This situation has caused concern among tourists, particularly foreigners, who fear visiting Langkawi.
The Malaysian Ministry of Tourism, Arts, and Culture (MOTAC) has received complaints from tourists regarding the abuse of power by some government officials in Langkawi.
According to Tourism, Arts and Culture Minister Datuk Seri Tiong King Sing, some government officials have allegedly acted as “little Napoleons” by pressuring tourists on dress code and alcohol consumption.
They are not Muslims, but even buying alcohol and wearing shorts are prohibited. The minister of state needs to clarify the whole matter.
The situation has caused concern among tourists, particularly foreigners, who fear visiting Langkawi.
MPs Clash Over Dress Code And Alchohol Issue in Langkawi
During a recent session in Parliament, Tiong brought up the issue and directed it towards Langkawi MP Datuk Mohd Suhaimi Abdullah.
Tiong called on the Kedah state government to work closely with his ministry to address the issue.
He added that it would be helpful if the Kedah Mentri Besar could explain this issue, as it would make things easier for tourists.
In response to Tiong’s statement, Mohd Suhaimi retorted: “Who complained about not being able to wear shorts? You should not provoke the issue of shorts in this way.”
Minister Urges Cooperation in Promoting Tourism
Tiong emphasized that promoting tourism is a joint effort and urged against politicizing the matter for personal gain.
He believes that the federal and state governments should cooperate to promote and develop domestic tourism.
As the situation in Langkawi continues to unfold, it remains to be seen what measures will be taken to address this issue and restore tourists’ confidence in the island’s tourism industry.
The incident originated when Mohd Suhaimi first pointed the finger at the Ministry of Youth and Sports, criticizing the Ministry for excluding Langkawi from Le Tour De Langkawi 2023.
In the past, there have been discussions and debates surrounding the sale and consumption of alcohol in Langkawi, particularly about its impact on tourism and society.
Langkawi’s Duty-Free Status and Shopping Scene: What Visitors Need to Know
In addition to its natural attractions, Langkawi is a popular destination for shopping and dining, thanks partly to its duty-free status.
Langkawi’s duty-free status was introduced in 1987 as part of the Malaysian government’s efforts to promote tourism and economic development.
Visitors can find a variety of alcoholic beverages, including beer, wine, and spirits, at duty-free shops throughout the island.
This has made Langkawi a popular destination for tourists purchasing duty-free goods.
However, being aware of the liquor allowances and applicable restrictions is important.

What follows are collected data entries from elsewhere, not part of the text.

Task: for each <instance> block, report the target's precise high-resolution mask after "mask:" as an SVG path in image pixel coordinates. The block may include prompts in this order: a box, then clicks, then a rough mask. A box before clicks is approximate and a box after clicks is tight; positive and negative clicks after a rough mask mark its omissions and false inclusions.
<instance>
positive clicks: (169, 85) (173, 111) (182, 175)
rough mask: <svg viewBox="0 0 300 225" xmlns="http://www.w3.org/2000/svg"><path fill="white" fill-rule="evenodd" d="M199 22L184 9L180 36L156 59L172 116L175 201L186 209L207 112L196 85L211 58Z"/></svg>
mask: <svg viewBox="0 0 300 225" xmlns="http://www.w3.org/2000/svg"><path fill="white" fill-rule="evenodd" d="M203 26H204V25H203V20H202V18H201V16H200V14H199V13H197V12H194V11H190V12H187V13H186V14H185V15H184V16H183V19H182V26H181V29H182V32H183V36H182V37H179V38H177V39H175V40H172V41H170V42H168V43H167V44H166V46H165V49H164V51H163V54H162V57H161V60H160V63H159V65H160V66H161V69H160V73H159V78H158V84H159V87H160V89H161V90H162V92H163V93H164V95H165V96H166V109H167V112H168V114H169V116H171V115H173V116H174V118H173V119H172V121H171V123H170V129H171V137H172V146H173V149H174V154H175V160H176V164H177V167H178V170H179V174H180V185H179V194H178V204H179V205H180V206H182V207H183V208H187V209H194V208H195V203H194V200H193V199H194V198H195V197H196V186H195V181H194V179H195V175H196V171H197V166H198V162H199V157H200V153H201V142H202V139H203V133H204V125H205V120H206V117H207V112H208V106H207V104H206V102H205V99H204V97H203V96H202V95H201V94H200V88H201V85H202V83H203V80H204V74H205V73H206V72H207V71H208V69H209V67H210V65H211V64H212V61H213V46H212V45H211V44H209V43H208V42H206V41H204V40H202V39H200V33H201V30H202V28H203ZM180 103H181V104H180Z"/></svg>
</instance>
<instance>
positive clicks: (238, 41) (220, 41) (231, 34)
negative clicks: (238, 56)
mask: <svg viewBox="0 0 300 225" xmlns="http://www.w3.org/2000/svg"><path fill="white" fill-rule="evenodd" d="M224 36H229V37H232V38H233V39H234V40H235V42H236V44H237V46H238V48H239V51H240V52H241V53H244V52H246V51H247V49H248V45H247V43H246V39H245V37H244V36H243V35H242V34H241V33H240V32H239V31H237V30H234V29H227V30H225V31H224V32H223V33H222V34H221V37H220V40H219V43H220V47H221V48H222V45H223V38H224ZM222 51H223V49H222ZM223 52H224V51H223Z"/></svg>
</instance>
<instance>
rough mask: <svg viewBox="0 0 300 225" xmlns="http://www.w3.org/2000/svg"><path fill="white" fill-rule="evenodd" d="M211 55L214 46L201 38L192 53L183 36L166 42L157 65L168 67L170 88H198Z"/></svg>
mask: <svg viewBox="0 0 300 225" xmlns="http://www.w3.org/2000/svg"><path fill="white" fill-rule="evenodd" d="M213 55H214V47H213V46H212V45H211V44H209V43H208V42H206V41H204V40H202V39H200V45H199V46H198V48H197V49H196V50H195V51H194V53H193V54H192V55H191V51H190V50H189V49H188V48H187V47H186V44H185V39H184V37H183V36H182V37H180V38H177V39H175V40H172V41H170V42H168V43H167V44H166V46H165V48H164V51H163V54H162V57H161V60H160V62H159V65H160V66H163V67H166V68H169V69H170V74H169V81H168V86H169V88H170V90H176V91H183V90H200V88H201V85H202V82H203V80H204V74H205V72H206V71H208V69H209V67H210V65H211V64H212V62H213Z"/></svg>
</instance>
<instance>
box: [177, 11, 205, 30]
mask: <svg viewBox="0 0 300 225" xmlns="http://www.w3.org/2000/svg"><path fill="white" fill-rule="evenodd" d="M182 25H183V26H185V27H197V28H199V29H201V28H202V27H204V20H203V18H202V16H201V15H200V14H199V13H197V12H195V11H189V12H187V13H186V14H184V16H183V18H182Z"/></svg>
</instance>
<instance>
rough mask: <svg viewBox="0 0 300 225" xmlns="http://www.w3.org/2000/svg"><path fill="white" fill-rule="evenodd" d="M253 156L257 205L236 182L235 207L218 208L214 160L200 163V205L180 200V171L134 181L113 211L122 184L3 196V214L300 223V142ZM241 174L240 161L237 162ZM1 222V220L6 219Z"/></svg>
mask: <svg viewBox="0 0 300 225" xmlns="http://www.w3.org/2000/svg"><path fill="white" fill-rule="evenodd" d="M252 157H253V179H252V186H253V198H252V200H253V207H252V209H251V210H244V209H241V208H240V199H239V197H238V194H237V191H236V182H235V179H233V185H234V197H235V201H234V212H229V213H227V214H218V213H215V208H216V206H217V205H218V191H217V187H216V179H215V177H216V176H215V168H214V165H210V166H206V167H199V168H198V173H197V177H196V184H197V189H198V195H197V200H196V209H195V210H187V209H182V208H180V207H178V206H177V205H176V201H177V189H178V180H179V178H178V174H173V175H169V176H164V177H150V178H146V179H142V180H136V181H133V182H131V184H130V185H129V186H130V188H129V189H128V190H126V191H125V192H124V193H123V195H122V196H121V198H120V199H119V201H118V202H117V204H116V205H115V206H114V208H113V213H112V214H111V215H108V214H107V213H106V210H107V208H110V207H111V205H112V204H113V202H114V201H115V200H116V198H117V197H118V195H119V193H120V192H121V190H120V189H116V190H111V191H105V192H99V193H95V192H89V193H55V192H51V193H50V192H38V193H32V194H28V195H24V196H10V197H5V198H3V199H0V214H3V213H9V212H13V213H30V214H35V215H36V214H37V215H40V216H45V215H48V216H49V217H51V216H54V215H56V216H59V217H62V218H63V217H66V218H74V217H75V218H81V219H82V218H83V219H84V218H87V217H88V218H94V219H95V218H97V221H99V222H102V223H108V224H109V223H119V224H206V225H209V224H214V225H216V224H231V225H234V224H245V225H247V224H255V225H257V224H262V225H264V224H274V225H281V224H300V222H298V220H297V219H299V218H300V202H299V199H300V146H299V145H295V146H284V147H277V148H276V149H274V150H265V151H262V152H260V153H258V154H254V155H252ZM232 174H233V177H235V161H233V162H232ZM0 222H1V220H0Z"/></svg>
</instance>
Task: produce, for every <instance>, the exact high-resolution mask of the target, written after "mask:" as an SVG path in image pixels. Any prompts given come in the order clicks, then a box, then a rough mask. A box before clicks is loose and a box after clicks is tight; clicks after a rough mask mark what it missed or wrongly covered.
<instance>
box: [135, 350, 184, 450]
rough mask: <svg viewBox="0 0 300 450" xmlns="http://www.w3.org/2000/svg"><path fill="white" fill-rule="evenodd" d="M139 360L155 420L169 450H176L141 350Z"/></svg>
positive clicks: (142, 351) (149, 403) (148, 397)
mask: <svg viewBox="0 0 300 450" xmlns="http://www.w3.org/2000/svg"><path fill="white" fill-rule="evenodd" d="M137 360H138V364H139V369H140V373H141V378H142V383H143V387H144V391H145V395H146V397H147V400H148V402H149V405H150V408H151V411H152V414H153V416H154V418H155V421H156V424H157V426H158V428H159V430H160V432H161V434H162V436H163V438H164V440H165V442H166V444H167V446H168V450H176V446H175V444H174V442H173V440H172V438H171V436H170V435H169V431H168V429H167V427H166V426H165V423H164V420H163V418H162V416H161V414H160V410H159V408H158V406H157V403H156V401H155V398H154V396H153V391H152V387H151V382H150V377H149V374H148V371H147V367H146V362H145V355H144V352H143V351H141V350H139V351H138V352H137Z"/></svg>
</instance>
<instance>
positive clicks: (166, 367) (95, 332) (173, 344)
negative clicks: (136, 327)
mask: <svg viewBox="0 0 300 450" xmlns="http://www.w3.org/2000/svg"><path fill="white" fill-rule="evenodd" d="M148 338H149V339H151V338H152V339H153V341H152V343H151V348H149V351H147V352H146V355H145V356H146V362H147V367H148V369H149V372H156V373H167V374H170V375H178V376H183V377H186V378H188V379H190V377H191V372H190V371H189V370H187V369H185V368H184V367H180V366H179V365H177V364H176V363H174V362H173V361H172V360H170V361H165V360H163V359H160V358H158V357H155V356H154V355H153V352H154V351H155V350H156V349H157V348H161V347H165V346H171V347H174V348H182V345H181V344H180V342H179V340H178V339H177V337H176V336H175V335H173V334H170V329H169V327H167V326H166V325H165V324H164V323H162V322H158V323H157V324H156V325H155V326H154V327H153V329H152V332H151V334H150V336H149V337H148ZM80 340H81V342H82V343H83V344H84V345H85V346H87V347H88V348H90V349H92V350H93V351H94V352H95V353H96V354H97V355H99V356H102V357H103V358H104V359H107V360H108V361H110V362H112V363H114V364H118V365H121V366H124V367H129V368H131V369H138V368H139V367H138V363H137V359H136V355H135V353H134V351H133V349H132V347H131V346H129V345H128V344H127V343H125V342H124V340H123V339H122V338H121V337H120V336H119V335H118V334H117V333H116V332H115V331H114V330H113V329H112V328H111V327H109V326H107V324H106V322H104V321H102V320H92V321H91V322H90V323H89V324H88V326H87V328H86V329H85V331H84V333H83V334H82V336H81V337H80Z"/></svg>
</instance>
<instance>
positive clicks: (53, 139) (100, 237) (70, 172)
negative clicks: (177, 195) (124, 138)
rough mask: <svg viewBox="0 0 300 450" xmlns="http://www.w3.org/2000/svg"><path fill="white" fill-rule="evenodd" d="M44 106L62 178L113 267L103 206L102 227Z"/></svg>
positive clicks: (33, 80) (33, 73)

Aku tak tau la kan, tapi masa aku balik kl dari Langkawi dulu, aku bawa 3 liter arak lepas tu brader Kastam tu berborak elok elok je dgn aku bgtau yg sorang boleh bawa 1 liter je, kalau lebih kena cukai. Dia siap tanya aku sorang je ke, klu dgn kawan boleh suruh diorg bawakkan.— secebis San (@secebisan) August 20, 2023
To bring alcohol out of Langkawi, it is required to have stayed in Langkawi for a minimum of 48 hours.
Travellers can bring one litre of alcohol from Langkawi without paying any duty.
There are no specific limits on the amount of chocolates that can be brought out of Langkawi, as long as the total purchase of duty-free items does not exceed RM1,000 per person.